Hinter dem Haus ist der Garten.
Dort sitzen wir.
Drum herum ist alles dunkel.
Und im Dunkeln glitzern die Sterne.
Da ist das Haus.
Und im Garten sitzen wir.
Alle drei.“

Jakob. Maria. Thomas. Drei Menschen – ein Haus. Ist da Platz genug für alle? Oder ist das zu eng? Wie viel Nähe brauche ich – und wie viel Abstand? Lässt sich das aushalten? – Und wenn Ja: Wie? – Und wenn Nein: Was dann? Drei Menschen – ein Haus. Nur ein Haus. Über uns der Himmel, und im Himmel glitzern die Sterne. Ist das nicht schön?

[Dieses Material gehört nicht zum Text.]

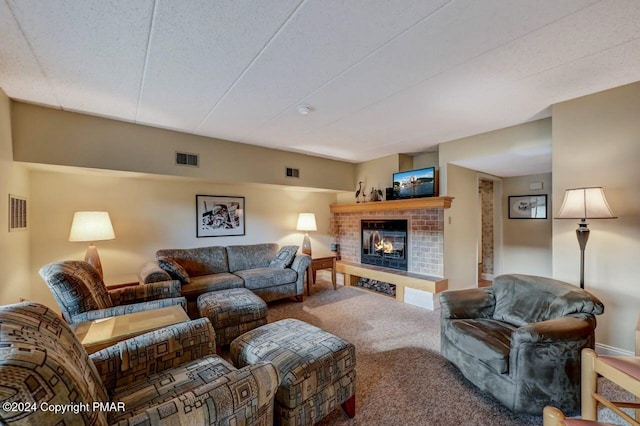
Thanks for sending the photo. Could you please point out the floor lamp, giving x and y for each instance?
(306, 222)
(90, 227)
(583, 204)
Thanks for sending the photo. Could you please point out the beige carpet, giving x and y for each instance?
(401, 377)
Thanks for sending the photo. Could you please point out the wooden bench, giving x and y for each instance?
(353, 271)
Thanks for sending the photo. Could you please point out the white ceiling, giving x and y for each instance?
(380, 76)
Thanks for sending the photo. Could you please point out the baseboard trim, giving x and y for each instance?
(602, 349)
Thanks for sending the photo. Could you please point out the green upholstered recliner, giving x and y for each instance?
(169, 376)
(520, 339)
(82, 295)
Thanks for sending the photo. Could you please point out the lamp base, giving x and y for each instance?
(92, 258)
(306, 245)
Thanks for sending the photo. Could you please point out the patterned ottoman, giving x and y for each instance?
(232, 312)
(317, 369)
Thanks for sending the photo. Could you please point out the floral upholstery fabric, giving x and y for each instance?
(174, 269)
(232, 312)
(150, 273)
(82, 295)
(199, 261)
(317, 369)
(42, 361)
(250, 256)
(284, 258)
(169, 376)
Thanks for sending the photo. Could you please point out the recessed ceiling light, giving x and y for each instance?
(304, 109)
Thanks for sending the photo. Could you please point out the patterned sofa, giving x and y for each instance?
(267, 270)
(520, 339)
(82, 295)
(170, 376)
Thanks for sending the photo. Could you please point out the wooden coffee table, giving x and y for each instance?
(101, 333)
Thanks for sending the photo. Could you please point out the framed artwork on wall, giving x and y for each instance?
(219, 216)
(528, 206)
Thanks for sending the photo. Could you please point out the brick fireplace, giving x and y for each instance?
(425, 229)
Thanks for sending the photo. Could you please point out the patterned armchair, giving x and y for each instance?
(169, 376)
(82, 295)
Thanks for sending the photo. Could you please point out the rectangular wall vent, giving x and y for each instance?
(186, 159)
(17, 213)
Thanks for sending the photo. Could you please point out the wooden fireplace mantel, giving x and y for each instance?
(408, 204)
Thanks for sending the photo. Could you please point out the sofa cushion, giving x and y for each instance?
(284, 258)
(266, 277)
(250, 256)
(212, 282)
(199, 261)
(486, 340)
(525, 299)
(174, 269)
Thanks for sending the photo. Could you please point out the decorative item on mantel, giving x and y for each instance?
(358, 192)
(376, 194)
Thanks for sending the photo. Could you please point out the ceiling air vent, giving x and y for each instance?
(186, 159)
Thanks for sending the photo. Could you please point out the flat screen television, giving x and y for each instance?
(415, 183)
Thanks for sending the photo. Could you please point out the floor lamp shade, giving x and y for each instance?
(306, 222)
(583, 204)
(89, 226)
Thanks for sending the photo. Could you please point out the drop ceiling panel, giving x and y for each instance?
(92, 52)
(461, 32)
(323, 39)
(20, 74)
(198, 50)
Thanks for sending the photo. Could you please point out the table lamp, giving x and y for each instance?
(306, 222)
(90, 227)
(583, 204)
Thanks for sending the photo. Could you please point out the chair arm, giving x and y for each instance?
(145, 292)
(132, 360)
(469, 303)
(127, 309)
(568, 328)
(300, 264)
(217, 402)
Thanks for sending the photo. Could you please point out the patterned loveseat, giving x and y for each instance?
(82, 295)
(265, 269)
(170, 376)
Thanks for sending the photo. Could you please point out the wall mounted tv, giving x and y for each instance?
(415, 183)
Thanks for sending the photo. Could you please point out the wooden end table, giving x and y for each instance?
(101, 333)
(318, 263)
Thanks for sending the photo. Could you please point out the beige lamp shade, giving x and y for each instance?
(585, 203)
(92, 226)
(306, 222)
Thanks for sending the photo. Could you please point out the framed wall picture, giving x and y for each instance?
(528, 207)
(219, 216)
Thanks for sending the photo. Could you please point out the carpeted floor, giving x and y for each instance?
(401, 377)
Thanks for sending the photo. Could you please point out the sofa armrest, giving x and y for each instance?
(469, 303)
(145, 292)
(300, 264)
(568, 328)
(217, 402)
(127, 309)
(132, 360)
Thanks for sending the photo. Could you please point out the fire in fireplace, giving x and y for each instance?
(384, 243)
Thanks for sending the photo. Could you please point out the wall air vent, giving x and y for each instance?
(186, 159)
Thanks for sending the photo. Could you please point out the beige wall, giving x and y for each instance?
(596, 142)
(149, 213)
(14, 246)
(527, 243)
(49, 136)
(461, 228)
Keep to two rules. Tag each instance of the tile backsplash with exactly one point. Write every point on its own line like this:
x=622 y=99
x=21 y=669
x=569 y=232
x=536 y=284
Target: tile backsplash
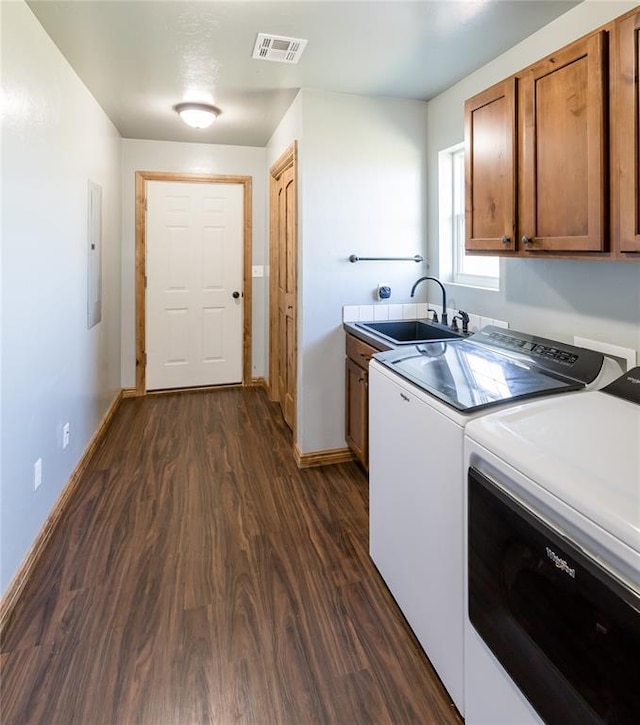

„Himmelskörper“ begibt sich auf die Suche nach den Mechanismen von Nähe und Distanz, von Anziehung und Abstoßung, von Zuneigung und Abhängigkeit. Zeit, Raum und Logik lösen sich auf. Aus einer (Lebens-)Geschichte wird ein reißender Erinnerungsstrom, der Vergangenheit, Gegenwart und Zukunft verschwimmen und verschmelzen lässt. Übrig bleibt ein Grundriss, ein Gerüst, ein Skelett der Wirklichkeit, in dem die drei Hauptfiguren sich immer wieder finden und verlieren. Keine Antworten. Nur viele Fragen.


Regie: Kristian Eckstein | Text: Philipp Hartmann | Konzept: Lili Hallmann, Philipp Hartmann | Es spielen: Annina Krause, Julian Thomas, Kristian Eckstein | Musik: Julian Thomas


Autor Philipp Hartmann hat bereits am Spinnwerk Leipzig Theater-Produktionen dramaturgisch betreut und ist u.a. Mitglied beim Autorenkollektiv „Wir mit Stiften“.